Apis mellifera is thought to be a second-order cave-dwelling species [23] deriving from Apis ancestors that built their combs freely on branches. The ancestors of Apis species belonging to Melliponini and Bombini probably lived in cavities [24]. Transfer of the directional component from the direct guidance by the sun to the gravity field is, therefore, thought to be an evolutionary development associated with cave dwelling. This interpretation is supported by the dance behavior of the Asian dwarf honeybee bee Apis florea that dances on the horizontal comb surface under the open sky, pointing the waggle run in the direction of the outbound flight [25]. Von Frisch [1] writes: “In this manner, Apis florea confirms our long-cherished suspicion that dance on a horizontal surface with orientation directly according to the sky, represents the more ancient form in which direction was indicated” (p. 304). Apis mellifera, when induced to dance under the sky on a horizontal surface, behave similarly. The giant Asian honeybee Apis dorsata dances on the vertical comb of its nest, which hangs on a tree branch, under the open sky and uses gravity as the directional guide [26,27]. Apis dorsata has not been stimulated to dance on a horizontal surface [25].

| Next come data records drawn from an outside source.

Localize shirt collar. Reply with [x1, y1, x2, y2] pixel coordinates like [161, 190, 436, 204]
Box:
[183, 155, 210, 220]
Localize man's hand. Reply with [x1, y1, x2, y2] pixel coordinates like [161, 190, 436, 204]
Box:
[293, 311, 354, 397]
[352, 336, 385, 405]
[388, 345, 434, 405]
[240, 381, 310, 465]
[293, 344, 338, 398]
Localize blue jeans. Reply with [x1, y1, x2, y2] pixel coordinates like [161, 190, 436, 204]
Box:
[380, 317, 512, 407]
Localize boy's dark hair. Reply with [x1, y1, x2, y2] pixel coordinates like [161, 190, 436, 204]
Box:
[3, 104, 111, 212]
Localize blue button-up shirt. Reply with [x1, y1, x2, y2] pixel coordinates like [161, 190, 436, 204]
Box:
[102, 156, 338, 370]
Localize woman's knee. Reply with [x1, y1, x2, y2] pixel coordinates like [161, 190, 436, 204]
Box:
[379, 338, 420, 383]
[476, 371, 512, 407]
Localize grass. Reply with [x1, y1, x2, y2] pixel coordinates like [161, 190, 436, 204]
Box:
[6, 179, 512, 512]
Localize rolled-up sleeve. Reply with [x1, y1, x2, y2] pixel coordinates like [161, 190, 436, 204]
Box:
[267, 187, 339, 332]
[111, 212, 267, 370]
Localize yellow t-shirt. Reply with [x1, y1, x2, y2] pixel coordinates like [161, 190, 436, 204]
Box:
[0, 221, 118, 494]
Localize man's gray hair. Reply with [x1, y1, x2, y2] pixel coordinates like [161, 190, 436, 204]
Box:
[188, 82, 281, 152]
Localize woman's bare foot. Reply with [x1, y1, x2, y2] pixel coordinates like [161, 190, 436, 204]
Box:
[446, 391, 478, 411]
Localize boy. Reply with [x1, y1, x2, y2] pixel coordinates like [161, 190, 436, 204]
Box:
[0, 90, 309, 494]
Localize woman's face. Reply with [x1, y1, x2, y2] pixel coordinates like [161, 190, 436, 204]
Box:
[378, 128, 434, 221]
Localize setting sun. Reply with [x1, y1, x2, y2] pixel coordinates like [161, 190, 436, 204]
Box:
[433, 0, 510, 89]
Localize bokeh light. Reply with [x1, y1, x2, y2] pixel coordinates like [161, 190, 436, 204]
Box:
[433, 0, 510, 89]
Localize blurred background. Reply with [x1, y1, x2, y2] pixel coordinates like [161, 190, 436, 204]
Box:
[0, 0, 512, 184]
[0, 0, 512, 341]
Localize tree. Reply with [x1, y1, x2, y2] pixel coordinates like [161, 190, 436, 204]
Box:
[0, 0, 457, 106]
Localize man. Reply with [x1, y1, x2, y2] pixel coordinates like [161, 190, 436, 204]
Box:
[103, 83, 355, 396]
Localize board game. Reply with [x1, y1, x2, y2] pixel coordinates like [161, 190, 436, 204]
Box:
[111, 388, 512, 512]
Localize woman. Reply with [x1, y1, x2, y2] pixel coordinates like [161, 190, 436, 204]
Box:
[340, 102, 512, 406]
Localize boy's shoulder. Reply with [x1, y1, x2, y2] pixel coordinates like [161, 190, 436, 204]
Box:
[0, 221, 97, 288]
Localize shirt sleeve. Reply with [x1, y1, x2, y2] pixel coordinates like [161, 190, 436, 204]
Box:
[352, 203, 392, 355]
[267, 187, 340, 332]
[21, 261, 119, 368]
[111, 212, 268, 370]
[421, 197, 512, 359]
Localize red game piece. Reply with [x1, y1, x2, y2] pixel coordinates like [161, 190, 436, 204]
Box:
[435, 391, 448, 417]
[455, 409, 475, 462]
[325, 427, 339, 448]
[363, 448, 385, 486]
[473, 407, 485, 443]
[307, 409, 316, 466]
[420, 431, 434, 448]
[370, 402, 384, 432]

Pre-adaptations for the transposition from the visual to the gravity sense are observed in many insect species on the basis of spontaneous switches of walking directions [28,29]. Ants, beetles, cockroaches, and locusts running on a horizontal surface at a spontaneously chosen angle relative to a light source keep the same angle on a tilted surface in the dark. Thus, a transfer between a menotactic running course is kept constant in relation to light and gravity. The rule followed in this behavior is similar to the rule behind directional coding in the dance, upwards in the dark simulates the direction towards the light source (sun).
Summarizing these arguments and taking a cognitive perspective, it is argued that the honeybee dance transmits several messages of increasing complexity: Get ready for feeding, attend the information-carrying animal, perceive and learn physical stimuli associated with the dancing animal, read and learn the symbolically encoded stimuli, create intentions similar to those of the dancer, and act on these intentions.

2.2. What Are Intentions and Do Honeybees Have Intentions?

Do insects like many other animals expect future events, predict the value of potential actions, and decide between behavioral options without having access to the indicating stimuli? These cognitive capacities are captured by the term intentionality. Although behavioral analyses document the rich repertoire and the cognitive dimensions of honeybee behavior, intentionality is nearly impossible to prove by behavioral means. Elementary explanation can usually not be rejected, forcing us to apply Occam’s razor and stay with the elementary interpretations. The different approaches in dealing with this epistemological question in the context of dance communication can be characterized by these two contrasting descriptions, written shortly after von Frisch’s discovery:
(1)
Haldane and Spurway: “The dance is seen as a highly ritualized intention movement leading to communication which is mainly kinesthetic. The bees which are sent out by the dance fly to the appropriate goal because, by following the dancer, they have automatically carried out the intention movements for the flight. The same principle applies to other communications in which the signal is repeated, including many bird calls” ([7], p. 278).
(2)
C.G. Jung et al.: “This kind of message (he means: As encoded in the waggle dance) is no different in principle from the information conveyed by a human being. In the latter case we would certainly regard such behavior as a conscious and intentional act and can hardly imagine how anyone could prove in a court of law that it had taken place unconsciously. Nevertheless it would be possible to suppose that in bees the process is unconscious.” ([30], p. 94).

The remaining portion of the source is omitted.